Creamy Gnocchi Soup
Ingredients:
- 4 cups vegetable broth, divided
- 1 qt half-and-half
- 16 oz ready-to-use gnocchi
- 3/4 cup textured vegetable protein
- 2 cups kale, chopped
- 1 cup carrots, shredded
- 1 medium yellow onion, finely diced
- 2 stalks celery, finely diced
- 4 garlic cloves, minced
- 1/2 teas dried thyme
- 1/2 teas dried parsley flakes
- 1/4 teas ground nutmeg
- 1 cube vegetable bouillon
- 4 tbs butter
- 1/4 cup (30 grams) all-purpose flour
Directions:
- Warm 3/4 cup vegetable broth in small saucepan. Add textured vegetable protein and let sit until TVP is reconstituted.
- Melt butter in large stock pot. Sauté onion, celery, and garlic until onion is translucent.

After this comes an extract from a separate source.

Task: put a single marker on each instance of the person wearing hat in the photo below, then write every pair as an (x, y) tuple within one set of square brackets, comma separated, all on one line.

- Add flour and cook for about 1 minute, whisking constantly.
- Slowly add half and half, whisking continuously until thickened, then repeat with vegetable broth.
- Add spices, whisking to combine, then add remaining ingredients and cook until carrots and kale are tender and gnocchi and veggie protein are warmed through.